Most Canadians- about three quarters – paid for home renovations from their savings; however, 20 per cent of home renovators paid for their renovation project with a credit card or line of credit. Not surprisingly, the average amount spent on renovations paid for with credit was higher than the amount spent from savings – $13,500 versus $11,200.
Indications are that these trends will continue in 2008, as two out of five respondents in Canada’s five largest regional centers – Vancouver British Columbia, Calgary Alberta, Toronto Ontario, Montreal Quebec and Halifax Nova Scotia- indicated that they were planning on undertaking home renovations in 2008. With a cooling housing market, and house prices forecast to grow only marginally in 2008 and 2009, home renovations represent one way in which homeowners can act to build in value to their homes.

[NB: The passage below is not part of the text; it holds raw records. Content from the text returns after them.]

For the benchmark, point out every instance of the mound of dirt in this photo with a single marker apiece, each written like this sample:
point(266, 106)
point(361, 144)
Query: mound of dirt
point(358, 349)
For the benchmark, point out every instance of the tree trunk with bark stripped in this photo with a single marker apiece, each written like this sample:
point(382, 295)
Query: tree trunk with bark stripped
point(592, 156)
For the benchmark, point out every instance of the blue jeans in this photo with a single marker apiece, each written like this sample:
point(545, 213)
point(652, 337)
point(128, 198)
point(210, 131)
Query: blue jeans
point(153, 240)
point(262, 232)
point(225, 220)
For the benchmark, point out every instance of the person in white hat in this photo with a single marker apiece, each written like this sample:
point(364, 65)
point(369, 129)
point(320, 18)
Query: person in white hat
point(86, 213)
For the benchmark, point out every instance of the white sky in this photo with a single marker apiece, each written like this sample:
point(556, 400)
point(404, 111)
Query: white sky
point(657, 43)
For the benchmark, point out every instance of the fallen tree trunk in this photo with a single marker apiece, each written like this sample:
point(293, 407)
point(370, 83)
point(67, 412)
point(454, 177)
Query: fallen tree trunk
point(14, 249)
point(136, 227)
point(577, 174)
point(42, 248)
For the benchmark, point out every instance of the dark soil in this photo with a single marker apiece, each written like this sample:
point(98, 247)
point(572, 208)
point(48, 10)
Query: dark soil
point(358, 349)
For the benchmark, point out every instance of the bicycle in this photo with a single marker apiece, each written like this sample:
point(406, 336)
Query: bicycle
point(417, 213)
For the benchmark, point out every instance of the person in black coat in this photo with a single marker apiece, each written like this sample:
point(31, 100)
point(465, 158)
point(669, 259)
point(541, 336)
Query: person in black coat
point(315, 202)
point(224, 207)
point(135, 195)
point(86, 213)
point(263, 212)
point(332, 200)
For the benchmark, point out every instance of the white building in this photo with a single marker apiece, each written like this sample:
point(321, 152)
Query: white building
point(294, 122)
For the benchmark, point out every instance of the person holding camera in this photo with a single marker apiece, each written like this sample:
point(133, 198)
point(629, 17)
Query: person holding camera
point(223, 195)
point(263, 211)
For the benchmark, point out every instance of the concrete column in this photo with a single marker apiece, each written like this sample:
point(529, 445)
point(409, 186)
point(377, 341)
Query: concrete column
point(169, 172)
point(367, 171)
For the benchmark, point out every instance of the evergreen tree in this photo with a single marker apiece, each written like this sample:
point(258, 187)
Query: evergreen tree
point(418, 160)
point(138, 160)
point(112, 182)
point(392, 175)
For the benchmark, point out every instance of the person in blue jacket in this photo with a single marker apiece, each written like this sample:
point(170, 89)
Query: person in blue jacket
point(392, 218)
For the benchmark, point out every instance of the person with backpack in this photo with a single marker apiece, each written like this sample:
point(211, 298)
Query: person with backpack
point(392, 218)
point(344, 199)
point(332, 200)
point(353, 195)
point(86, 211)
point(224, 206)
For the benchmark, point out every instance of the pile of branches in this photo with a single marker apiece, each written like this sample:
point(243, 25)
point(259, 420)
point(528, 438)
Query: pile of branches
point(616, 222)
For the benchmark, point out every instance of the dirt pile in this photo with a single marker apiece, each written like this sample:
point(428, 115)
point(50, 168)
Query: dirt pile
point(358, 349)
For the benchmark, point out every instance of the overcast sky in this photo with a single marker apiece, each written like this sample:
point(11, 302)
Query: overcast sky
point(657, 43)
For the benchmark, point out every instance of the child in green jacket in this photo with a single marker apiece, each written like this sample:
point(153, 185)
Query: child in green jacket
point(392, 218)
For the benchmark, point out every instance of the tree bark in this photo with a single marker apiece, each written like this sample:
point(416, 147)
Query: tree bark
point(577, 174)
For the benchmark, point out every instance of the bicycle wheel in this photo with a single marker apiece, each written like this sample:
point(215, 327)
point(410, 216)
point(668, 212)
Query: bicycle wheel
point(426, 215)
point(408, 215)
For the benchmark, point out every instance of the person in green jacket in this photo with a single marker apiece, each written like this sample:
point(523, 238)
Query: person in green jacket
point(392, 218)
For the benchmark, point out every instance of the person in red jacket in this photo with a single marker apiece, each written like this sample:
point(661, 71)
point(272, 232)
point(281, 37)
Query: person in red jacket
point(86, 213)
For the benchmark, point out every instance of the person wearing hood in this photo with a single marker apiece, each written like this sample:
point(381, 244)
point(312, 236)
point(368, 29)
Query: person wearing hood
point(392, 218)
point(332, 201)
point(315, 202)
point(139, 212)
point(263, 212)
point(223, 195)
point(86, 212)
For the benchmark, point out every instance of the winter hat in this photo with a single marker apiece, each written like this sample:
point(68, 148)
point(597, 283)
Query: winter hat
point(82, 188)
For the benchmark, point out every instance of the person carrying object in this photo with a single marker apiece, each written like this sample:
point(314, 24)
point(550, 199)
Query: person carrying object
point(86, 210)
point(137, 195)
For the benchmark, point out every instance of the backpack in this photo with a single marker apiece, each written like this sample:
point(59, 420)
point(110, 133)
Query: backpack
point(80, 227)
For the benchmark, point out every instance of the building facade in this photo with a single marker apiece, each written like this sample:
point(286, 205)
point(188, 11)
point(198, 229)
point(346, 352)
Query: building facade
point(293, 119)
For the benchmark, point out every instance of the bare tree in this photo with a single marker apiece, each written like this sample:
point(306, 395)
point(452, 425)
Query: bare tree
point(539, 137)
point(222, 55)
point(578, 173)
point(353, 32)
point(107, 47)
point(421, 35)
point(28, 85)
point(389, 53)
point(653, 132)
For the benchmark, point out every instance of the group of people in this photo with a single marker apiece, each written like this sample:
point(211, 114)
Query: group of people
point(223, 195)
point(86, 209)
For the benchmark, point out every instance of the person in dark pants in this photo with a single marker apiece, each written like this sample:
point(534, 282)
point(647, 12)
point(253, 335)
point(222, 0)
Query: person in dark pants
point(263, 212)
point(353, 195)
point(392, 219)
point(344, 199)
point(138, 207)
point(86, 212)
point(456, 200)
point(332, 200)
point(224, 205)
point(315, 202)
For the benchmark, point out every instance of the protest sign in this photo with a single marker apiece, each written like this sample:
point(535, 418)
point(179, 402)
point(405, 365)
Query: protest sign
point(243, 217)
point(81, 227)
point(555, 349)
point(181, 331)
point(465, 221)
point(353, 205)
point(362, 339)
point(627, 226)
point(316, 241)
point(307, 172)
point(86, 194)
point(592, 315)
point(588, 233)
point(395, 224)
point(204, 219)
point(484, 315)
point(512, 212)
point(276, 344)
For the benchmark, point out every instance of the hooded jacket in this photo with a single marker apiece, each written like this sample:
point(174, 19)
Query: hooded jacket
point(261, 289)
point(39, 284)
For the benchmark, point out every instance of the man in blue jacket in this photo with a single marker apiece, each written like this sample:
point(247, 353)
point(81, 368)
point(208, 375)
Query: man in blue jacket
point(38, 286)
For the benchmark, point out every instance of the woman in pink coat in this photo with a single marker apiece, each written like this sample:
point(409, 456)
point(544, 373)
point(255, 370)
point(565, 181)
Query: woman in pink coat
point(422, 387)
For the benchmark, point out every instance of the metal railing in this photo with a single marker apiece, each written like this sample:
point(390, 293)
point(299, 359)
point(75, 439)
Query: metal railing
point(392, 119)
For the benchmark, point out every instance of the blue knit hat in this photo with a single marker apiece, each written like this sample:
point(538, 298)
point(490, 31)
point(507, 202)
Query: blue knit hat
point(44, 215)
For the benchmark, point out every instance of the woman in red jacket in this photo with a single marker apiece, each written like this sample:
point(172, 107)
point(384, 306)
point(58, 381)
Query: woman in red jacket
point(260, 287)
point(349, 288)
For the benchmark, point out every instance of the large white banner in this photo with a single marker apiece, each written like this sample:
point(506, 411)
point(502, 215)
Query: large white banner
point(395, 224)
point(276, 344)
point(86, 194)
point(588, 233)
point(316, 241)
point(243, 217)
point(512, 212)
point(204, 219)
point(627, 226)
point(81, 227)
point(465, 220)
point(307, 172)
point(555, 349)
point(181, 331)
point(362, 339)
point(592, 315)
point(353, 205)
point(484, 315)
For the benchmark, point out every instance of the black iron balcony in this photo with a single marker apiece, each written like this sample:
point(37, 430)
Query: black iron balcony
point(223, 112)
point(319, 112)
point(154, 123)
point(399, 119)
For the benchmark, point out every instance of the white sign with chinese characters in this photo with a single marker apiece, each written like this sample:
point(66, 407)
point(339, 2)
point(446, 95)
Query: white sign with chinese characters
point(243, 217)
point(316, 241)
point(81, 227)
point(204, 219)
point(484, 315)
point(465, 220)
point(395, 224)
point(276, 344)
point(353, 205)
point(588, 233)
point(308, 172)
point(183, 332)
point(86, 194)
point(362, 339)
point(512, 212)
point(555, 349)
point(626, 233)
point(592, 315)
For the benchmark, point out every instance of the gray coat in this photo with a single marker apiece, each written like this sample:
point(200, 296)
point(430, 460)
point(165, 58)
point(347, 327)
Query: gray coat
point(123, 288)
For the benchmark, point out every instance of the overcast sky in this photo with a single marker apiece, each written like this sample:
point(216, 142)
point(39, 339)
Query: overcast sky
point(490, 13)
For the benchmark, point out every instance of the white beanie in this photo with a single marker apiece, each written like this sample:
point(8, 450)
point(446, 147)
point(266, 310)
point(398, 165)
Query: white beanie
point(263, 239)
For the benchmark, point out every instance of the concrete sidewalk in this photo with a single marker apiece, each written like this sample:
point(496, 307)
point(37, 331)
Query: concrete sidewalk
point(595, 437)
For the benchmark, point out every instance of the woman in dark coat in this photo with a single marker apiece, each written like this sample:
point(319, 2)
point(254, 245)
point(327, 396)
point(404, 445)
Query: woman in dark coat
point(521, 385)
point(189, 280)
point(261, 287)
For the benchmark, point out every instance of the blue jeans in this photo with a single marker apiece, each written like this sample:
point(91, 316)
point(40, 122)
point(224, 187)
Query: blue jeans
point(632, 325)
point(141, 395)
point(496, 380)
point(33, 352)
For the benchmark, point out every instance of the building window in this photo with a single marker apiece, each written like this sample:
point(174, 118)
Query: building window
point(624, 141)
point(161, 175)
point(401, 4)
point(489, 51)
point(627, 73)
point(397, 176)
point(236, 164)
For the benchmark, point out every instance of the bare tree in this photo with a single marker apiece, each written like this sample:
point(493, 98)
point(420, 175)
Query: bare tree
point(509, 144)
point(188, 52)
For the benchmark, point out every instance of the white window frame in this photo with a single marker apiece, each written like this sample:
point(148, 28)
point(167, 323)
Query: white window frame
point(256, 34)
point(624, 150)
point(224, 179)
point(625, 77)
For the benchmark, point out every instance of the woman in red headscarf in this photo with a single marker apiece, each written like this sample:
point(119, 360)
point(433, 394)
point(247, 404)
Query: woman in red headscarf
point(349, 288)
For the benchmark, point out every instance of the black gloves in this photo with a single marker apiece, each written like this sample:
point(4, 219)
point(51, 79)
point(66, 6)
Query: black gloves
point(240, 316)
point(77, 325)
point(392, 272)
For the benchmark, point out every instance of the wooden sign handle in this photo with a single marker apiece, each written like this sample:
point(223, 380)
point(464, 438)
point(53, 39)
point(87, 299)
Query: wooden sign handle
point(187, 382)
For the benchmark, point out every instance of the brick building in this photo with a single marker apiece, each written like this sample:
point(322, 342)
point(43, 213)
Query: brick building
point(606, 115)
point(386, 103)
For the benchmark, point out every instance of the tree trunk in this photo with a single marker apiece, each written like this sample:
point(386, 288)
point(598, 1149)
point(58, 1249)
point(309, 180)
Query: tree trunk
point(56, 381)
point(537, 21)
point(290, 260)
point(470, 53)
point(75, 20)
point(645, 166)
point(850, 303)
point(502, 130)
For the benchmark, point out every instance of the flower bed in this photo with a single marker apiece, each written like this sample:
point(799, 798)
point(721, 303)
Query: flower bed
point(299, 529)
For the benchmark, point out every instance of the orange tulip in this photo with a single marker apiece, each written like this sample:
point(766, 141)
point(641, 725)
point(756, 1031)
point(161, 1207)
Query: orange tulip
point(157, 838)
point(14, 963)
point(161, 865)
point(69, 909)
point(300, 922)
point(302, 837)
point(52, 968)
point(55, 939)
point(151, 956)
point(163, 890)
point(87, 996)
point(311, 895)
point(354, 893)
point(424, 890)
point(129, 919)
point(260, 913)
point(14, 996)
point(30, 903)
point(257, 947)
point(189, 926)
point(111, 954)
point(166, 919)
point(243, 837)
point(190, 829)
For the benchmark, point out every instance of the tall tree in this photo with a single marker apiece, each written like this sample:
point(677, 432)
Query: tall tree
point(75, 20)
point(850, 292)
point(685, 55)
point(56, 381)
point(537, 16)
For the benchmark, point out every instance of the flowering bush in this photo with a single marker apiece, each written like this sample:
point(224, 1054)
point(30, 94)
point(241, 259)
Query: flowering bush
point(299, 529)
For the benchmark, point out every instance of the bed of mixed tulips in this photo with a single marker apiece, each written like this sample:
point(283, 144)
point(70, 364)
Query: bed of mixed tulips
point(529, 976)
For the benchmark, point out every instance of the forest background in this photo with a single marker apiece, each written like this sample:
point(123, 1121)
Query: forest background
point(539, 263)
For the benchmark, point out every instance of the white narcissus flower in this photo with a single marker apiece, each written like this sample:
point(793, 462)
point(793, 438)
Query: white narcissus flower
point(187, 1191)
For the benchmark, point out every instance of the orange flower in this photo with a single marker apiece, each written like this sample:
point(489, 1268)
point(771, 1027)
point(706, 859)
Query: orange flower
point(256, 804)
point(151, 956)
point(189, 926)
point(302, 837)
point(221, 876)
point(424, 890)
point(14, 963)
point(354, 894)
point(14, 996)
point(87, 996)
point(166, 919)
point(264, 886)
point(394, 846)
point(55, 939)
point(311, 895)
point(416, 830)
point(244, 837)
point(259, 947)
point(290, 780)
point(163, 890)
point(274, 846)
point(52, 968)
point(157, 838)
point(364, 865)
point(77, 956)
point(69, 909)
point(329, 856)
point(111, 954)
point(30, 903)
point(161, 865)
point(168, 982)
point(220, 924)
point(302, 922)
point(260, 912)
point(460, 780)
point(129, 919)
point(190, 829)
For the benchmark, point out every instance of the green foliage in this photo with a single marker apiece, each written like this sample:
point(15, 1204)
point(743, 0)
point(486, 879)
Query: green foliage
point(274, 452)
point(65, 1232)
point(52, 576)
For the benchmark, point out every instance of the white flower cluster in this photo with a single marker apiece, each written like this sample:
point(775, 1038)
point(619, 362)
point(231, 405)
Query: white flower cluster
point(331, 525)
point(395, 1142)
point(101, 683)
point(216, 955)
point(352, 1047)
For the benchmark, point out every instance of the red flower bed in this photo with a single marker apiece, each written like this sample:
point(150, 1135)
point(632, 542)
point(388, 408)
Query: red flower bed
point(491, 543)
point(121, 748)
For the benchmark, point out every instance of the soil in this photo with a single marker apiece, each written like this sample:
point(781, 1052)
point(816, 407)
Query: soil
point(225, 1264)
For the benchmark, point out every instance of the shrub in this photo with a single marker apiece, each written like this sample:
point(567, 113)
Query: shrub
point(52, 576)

Home renovations make sense either to enhance the enjoyment of one’s home or to increase its curb appeal in an emerging buyers’ market, but homeowners using savings or, worse yet, credit cards to finance major home renovations risk depleting their assets. Far better, to arrange a second mortgage or line of credit secured against your home’s existing equity when undertaking a major home renovation project.
While savings or credit card debt can readily finance a minor renovation project such as remodeling a bathroom or painting and wall papering – two of the most popular projects according to the CMHC -when undertaking a major renovation, like building an addition or finishing a basement, it makes sense to use a second mortgage secured against existing home equity as second mortgages carry a much lower interest rate than most credit cards.
Second Mortgage for Mobile or Manufactured homes BC
Some lenders offer second mortgage or consolidation loans on manufactured homes or mobile homes, they are very hard to find this type of loan for these types of structures but we do have some lendes so call. The difficulty is that lending institutions or unconventional lenders consider modular or manufactured homes greater risks than traditional single family housing. Bank on paying higher interest rates on second mortgage loans for pre-fabricated or mobile housing.
In order to secure additional loan products on manufactured housing there may be certain requirements that need to be met or restrictions, such as:
The home must be located on land you own rather than in a mobile home park or rented lot.
The home is your primary or secondary residence, not a rental or investment property.
The home may need to be immobilized and on a permanent foundation base.
The home may need to have been built after a certain year to obtain the financing.